The American Society for Gastrointestinal Endoscopy (ASGE) U.S. Multi-Society Task Force (MSTF) on CRC recommends CCE as “an appropriate screening test when patients decline colonoscopy, fecal immunochemical test (FIT), FIT-fecal DNA, CTC, and flexible sigmoidoscopy” (weak recommendation, low-quality evidence).22

Analysis of Evidence

Based on the clinical literature and systematic review results, combined with the consistent positive safety profile, sensitivity and specificity of CCE in detecting polyps ≥6 mm, the evidence supports the recommendation that CCE is an alternative to OC or CTC as a primary procedure in patients with major risks for OC or moderate sedation or as a secondary procedure for surveillance of colon polyp(s) in previously diagnosed patients where diagnostic OC was incomplete or was contraindicated. In addition, CCE may be useful as a secondary procedure when an incomplete diagnostic OC was performed for either fecal occult blood test (FOBT) positive (guaiac or immunochemical), for multi-target stool DNA (sDNA) test positive, or other evidence of lower GI bleeding in hemodynamically stable patients.

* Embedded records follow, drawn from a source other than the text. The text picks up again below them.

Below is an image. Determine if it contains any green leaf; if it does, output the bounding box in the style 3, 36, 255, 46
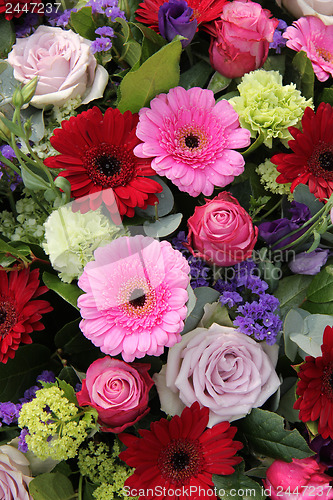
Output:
43, 272, 83, 309
207, 71, 232, 94
302, 300, 333, 315
307, 266, 333, 303
238, 408, 313, 462
143, 213, 183, 238
293, 50, 315, 99
0, 16, 15, 59
29, 472, 75, 500
118, 40, 182, 113
179, 61, 212, 90
212, 468, 266, 500
70, 7, 96, 40
181, 286, 220, 335
274, 274, 313, 317
0, 344, 51, 402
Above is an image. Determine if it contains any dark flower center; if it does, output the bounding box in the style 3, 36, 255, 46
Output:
95, 155, 121, 177
322, 363, 333, 400
82, 143, 136, 188
0, 297, 17, 339
129, 288, 146, 308
308, 141, 333, 181
157, 438, 205, 485
185, 134, 199, 149
319, 151, 333, 172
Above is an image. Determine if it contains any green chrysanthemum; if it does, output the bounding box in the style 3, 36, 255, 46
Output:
229, 69, 313, 148
256, 159, 294, 201
43, 205, 127, 283
18, 386, 97, 460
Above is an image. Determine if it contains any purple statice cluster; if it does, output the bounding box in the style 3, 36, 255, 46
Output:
90, 26, 116, 54
269, 19, 288, 54
0, 144, 22, 191
214, 260, 282, 345
172, 231, 212, 289
15, 12, 40, 38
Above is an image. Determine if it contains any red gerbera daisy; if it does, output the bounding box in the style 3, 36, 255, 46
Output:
136, 0, 227, 32
271, 102, 333, 201
119, 402, 243, 500
294, 326, 333, 439
44, 106, 162, 217
0, 269, 53, 363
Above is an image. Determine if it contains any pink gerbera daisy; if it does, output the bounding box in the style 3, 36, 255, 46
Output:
78, 235, 190, 362
283, 16, 333, 82
134, 87, 250, 196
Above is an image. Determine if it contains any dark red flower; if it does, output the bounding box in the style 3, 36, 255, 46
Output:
119, 402, 243, 500
44, 106, 162, 217
271, 102, 333, 201
0, 269, 53, 363
0, 0, 34, 21
294, 326, 333, 439
136, 0, 227, 32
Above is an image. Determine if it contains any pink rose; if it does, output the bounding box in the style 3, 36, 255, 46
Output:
76, 356, 154, 433
209, 0, 279, 78
186, 191, 258, 266
0, 445, 32, 500
263, 457, 333, 500
8, 26, 108, 108
154, 323, 280, 427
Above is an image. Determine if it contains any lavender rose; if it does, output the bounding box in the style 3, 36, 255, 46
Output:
76, 356, 154, 433
0, 445, 32, 500
154, 323, 280, 427
8, 26, 108, 108
158, 0, 198, 48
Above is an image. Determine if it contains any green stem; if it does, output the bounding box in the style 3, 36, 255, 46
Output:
242, 132, 265, 156
77, 476, 83, 500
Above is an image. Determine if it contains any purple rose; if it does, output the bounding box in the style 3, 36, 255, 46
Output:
288, 248, 329, 276
158, 0, 198, 48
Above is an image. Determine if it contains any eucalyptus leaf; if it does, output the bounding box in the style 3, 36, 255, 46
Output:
238, 408, 314, 462
0, 15, 16, 59
70, 7, 97, 40
135, 175, 174, 218
29, 472, 75, 500
274, 274, 313, 317
181, 286, 220, 335
0, 343, 51, 402
143, 213, 183, 238
207, 71, 232, 94
43, 272, 83, 309
117, 40, 182, 113
307, 266, 333, 303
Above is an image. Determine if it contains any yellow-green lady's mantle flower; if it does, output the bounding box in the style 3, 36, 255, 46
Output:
229, 69, 313, 148
18, 386, 98, 460
256, 159, 294, 201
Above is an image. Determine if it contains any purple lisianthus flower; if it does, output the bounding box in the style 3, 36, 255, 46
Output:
158, 0, 198, 48
288, 248, 329, 276
258, 201, 311, 250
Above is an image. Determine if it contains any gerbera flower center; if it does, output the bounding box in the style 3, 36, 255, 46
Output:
308, 141, 333, 181
157, 439, 205, 484
185, 134, 199, 149
129, 288, 146, 308
82, 143, 136, 188
117, 276, 156, 317
0, 298, 17, 338
322, 363, 333, 399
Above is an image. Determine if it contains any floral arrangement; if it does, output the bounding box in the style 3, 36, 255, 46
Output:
0, 0, 333, 500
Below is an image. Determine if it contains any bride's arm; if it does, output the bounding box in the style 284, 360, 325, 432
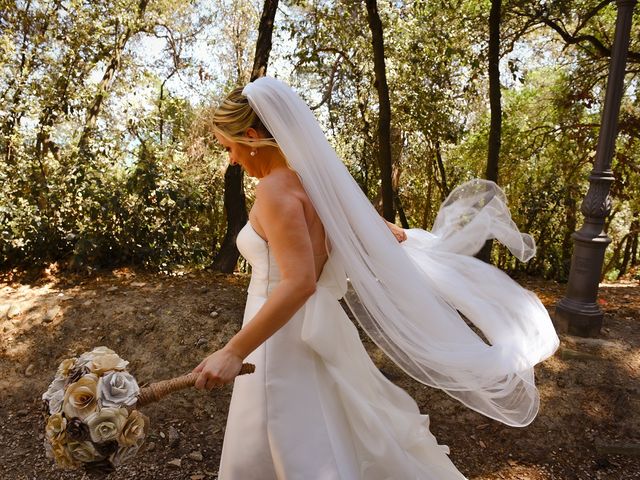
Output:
194, 179, 316, 388
382, 221, 407, 242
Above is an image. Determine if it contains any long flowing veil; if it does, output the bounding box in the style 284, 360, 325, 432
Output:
243, 77, 559, 426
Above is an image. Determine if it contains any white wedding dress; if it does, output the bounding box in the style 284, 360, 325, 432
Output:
219, 223, 464, 480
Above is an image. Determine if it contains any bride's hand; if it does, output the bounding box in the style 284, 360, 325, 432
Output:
193, 348, 242, 390
385, 220, 407, 242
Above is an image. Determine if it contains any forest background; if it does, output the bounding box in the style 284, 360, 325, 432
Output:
0, 0, 640, 281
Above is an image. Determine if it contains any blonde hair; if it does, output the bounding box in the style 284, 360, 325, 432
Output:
206, 87, 280, 149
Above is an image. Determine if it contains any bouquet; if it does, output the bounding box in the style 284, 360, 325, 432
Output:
42, 347, 255, 473
42, 347, 149, 472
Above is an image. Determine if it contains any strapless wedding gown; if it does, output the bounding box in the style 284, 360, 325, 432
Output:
219, 223, 464, 480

Compliance with the provisions in this policy may be monitored and addressed through post payment data analysis and subsequent medical review audits.

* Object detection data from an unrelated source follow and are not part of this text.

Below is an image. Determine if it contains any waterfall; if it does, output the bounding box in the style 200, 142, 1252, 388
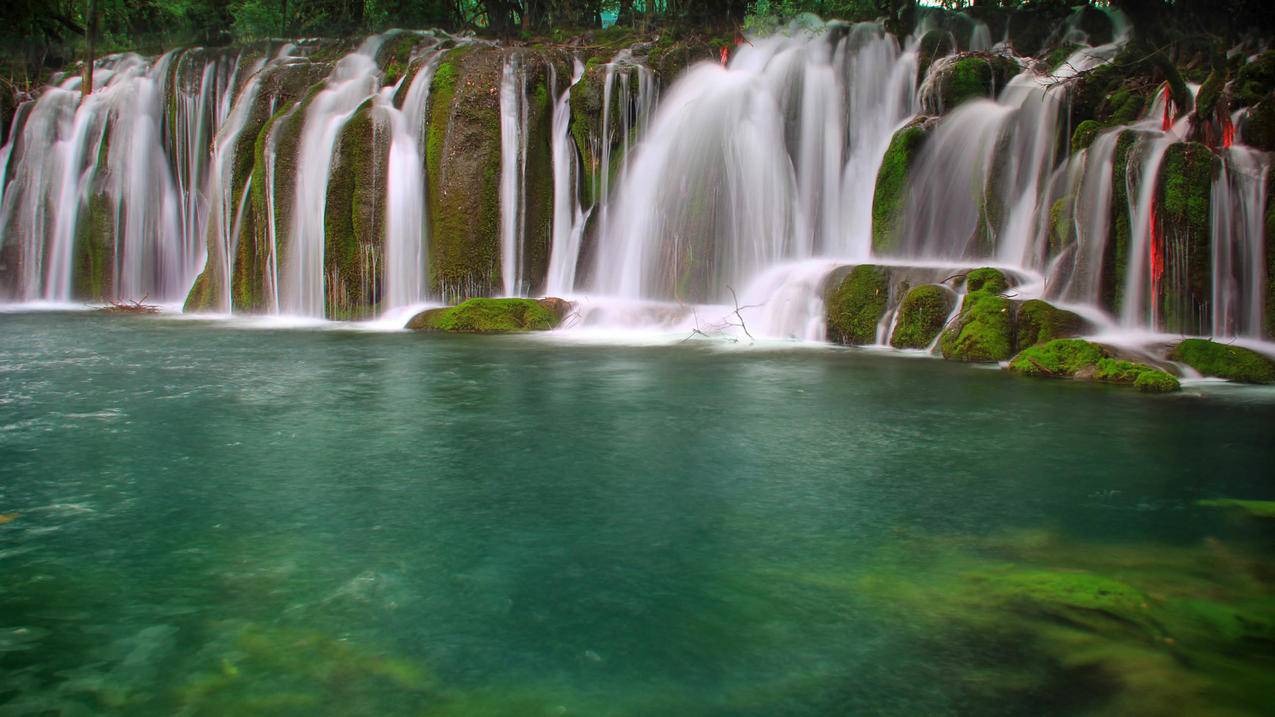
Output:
544, 57, 588, 296
500, 52, 528, 296
1211, 145, 1270, 337
383, 47, 441, 313
279, 34, 386, 318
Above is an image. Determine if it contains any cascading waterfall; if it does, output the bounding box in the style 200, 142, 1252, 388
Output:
277, 34, 388, 312
594, 26, 915, 301
1211, 145, 1270, 337
544, 57, 588, 295
381, 46, 441, 313
0, 13, 1270, 343
500, 52, 528, 296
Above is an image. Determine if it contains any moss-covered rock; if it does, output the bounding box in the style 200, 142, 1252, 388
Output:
1230, 50, 1275, 107
71, 184, 116, 301
1009, 338, 1181, 393
1151, 142, 1218, 334
1071, 120, 1103, 154
407, 299, 570, 333
324, 101, 389, 319
938, 292, 1014, 361
965, 267, 1010, 293
826, 264, 890, 346
938, 52, 1021, 112
872, 122, 927, 254
938, 268, 1014, 361
1014, 299, 1088, 351
1169, 338, 1275, 384
426, 45, 505, 297
890, 283, 956, 348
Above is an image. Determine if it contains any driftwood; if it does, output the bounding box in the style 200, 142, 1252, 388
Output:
98, 295, 159, 314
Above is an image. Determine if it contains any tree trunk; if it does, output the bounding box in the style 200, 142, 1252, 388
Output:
80, 0, 97, 100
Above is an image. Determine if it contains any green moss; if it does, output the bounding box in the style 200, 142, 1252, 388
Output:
1099, 130, 1137, 315
1169, 338, 1275, 384
1009, 338, 1107, 378
1071, 120, 1103, 154
890, 285, 955, 348
407, 299, 561, 333
965, 267, 1010, 293
940, 292, 1014, 361
71, 191, 114, 301
1196, 498, 1275, 519
426, 45, 505, 297
1009, 338, 1181, 393
1154, 142, 1216, 334
872, 125, 927, 254
1014, 299, 1085, 351
827, 264, 890, 346
1230, 50, 1275, 107
324, 101, 389, 319
938, 54, 1020, 111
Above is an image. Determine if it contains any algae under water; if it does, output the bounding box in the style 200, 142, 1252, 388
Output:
0, 313, 1275, 716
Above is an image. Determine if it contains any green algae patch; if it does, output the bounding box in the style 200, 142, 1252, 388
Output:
1014, 299, 1086, 351
1196, 498, 1275, 521
938, 268, 1014, 362
407, 299, 566, 333
827, 264, 890, 346
872, 125, 926, 253
890, 283, 956, 348
938, 55, 1020, 111
1009, 338, 1182, 393
1169, 338, 1275, 384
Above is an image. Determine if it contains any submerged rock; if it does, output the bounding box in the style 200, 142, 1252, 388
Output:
407, 297, 571, 333
1169, 338, 1275, 384
1009, 338, 1182, 393
890, 283, 956, 348
827, 264, 890, 346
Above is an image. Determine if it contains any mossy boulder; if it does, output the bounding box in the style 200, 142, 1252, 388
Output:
1009, 338, 1182, 393
1169, 338, 1275, 384
1014, 299, 1089, 351
426, 45, 505, 299
938, 52, 1021, 112
407, 299, 570, 333
1151, 142, 1219, 334
1230, 50, 1275, 107
872, 122, 927, 254
324, 101, 389, 319
938, 268, 1014, 362
826, 264, 890, 346
890, 283, 956, 348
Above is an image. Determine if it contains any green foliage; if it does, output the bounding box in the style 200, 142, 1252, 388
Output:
407, 299, 561, 333
1009, 338, 1181, 393
890, 285, 955, 348
827, 264, 890, 346
1169, 338, 1275, 384
872, 125, 926, 254
1014, 299, 1085, 351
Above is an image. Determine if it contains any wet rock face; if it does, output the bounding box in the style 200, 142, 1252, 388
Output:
1009, 338, 1182, 393
1169, 338, 1275, 384
407, 297, 571, 333
826, 264, 890, 346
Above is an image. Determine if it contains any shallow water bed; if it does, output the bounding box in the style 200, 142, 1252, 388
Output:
0, 313, 1275, 716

History/Background and/or General Information

Colon capsule endoscopy (CCE) is a noninvasive procedure that does not require air inflation or sedation and allows for minimally invasive and painless colonic evaluation. CCE utilizes a tiny wireless camera that takes pictures of the gastrointestinal tract. The wireless camera is housed inside a vitamin-sized capsule that is swallowed with water. As the capsule travels through the digestive tract, the camera system takes pictures. The images are then transmitted to a computer with special software where the images are strung together to create a video. The provider reviews the video to look for any abnormalities within the gastrointestinal tract.

Covered Indications

Diagnostic/surveillance, when performed for signs and symptoms of disease CCE, is medically necessary when EITHER of the following criteria are met:

1. Primary procedure in patients with major risks for Optical Colonoscopy (OC) or moderate sedation as indicated from an evaluation of the patient by a board certified or board eligible gastroenterologist, a surgeon trained in endoscopy, or a physician with equivalent endoscopic training when EITHER of the following criteria are met3:

    • Fecal Occult Blood Test (FOBT) positive (guaiac or immunochemical); OR
    • Multitarget Stool DNA (sDNA) Test positive; OR
    • Other evidence of lower GI bleeding in hemodynamically stable patients

2. Secondary procedure:

    • For the detection or surveillance of colon polyp(s) if the diagnostic OC was incomplete OR
    • When an incomplete diagnostic OC was performed for either:
      • Fecal Occult Blood Test (FOBT) positive (guaiac or immunochemical) OR
      • Multitarget Stool DNA (sDNA) Test positive OR 
      • Other evidence of lower GI bleeding in hemodynamically stable patients

Limitations

The following are considered not medically reasonable and necessary:

  1. Patients with known or suspected gastrointestinal obstruction, stricture, or fistula
  2. Patients with a cardiac pacemaker or another implanted electro-medical device that emits a radiofrequency or other interfering signal
  3. Patients with swallowing disorder(s)
  4. Patients with a known contraindication or allergy to any medication or preparation agent used before or during the procedure
  5. CCE performed in conjunction with Computed Tomographic Colonography (CTC)
  6. CCE performed for screening, regardless of family history or other risk factors for the development of colonic disease

Notice: Services performed for any given diagnosis must meet all of the indications and limitations stated in this policy, the general requirements for medical necessity as stated in CMS payment policy manuals, any and all existing CMS NCDs, and all Medicare payment rules.

The redetermination process may be utilized for consideration of services performed outside of the reasonable and necessary requirements in this LCD.